The Great Oilean Uí Mhaothagáin Mystery.



In our Lough Allua, which lies between Inchigeelagh and Ballingeary, we have the only Crannóg, or man made island, in County Cork.  These defensive features were usually built by chieftains as an additional defence close to their ring fort.  Sure enough there is a ring fort close to the Crannóg and in the townland of Tirnaspideoga.


On the maps our Crannóg is called Oilean Uí Mhaothagáin or Inismheaghain.  The island of O’Mehigan.  Who then was this O’Mehigan?  There are other theories about this name but the simplest answer would be that a chieftain named O’Mehigan lived in Tirnaspideoga ring fort, and built the Crannóg, probably some time between 500 and 1000 AD.


We only have a few clues to go by.  There definitely was a clan with this name, and todays 021 telephone book shows us that we still have 36 families of that name (Mehigan or Mehegan) in Co. Cork.  It was probably a small clan.


A further clue is a ruined tower house lying high above Crookhaven harbour and called Castle Mehigan.


In the period between 500 and 1000 AD this area formed part of the territory of the chieftain O’Donoghue, whose land stretched from Bantry almost to Macroom.  It was mainly located in Carbery and his principle residence was at Kinneigh.  This family were related to the O’Mahoneys, who occupied a huge territory westwards from Carbery to Cork City.  The O’Mehigans are believed to have been followers of the O’Donoghues and became their hereditary bards.  It is quite possible that they were the occupants of Tirnaspideoga at this time, whilst it will be remembered the O’Learys were still in Rosscarbery.

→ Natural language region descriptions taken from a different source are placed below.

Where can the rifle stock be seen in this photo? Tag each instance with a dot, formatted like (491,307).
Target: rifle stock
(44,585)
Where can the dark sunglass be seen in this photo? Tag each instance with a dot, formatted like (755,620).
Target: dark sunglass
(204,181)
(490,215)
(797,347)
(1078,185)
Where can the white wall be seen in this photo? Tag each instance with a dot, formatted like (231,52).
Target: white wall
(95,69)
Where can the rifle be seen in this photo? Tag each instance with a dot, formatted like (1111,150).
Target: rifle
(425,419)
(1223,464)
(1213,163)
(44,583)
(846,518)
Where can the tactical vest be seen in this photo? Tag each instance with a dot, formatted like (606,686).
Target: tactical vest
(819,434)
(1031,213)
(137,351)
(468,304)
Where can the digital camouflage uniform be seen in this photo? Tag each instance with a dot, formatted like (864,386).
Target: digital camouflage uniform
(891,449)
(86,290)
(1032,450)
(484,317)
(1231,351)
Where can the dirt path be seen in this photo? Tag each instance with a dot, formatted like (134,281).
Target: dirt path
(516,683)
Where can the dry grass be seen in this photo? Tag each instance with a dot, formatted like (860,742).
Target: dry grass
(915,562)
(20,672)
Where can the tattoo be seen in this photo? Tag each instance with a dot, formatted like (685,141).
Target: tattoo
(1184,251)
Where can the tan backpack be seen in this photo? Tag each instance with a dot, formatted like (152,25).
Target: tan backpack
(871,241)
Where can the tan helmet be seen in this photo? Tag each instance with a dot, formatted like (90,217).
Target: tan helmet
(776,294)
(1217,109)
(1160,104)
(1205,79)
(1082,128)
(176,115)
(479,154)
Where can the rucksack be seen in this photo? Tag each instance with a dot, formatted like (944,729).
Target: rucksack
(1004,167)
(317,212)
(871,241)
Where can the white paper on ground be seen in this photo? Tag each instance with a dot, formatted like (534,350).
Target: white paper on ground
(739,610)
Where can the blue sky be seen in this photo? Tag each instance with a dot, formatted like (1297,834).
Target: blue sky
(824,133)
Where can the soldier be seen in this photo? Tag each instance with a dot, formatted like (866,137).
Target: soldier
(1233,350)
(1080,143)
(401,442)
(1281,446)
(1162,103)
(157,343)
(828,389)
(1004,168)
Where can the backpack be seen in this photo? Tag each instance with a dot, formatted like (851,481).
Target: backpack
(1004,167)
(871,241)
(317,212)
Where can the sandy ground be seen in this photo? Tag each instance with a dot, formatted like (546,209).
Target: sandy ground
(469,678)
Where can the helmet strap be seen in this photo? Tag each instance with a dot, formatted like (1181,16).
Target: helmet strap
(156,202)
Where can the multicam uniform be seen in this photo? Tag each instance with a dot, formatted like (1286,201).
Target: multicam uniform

Relatives they might have been, but sadly the O’Donoghues and the O’Mahoneys came to blows in about 1000 AD and the O’Donoghues were defeated.  As a result, they moved away, some to Killarney (O’Donoghue mór) and some to the valley of the River Flesk  (O’Donoghue Glan).


This part is known history.  But what happened to the small clan of O’Mehigan.


We don’t know for certain, but believe that they transferred their allegiance to the conquerors of the O’Donoghues ie., the O’Mahoneys.  They then became hereditary bards to the Western branch of that family (O’Mahoney of Iveagh) and were rewarded for this with the land on which they later built Castle Mehigan.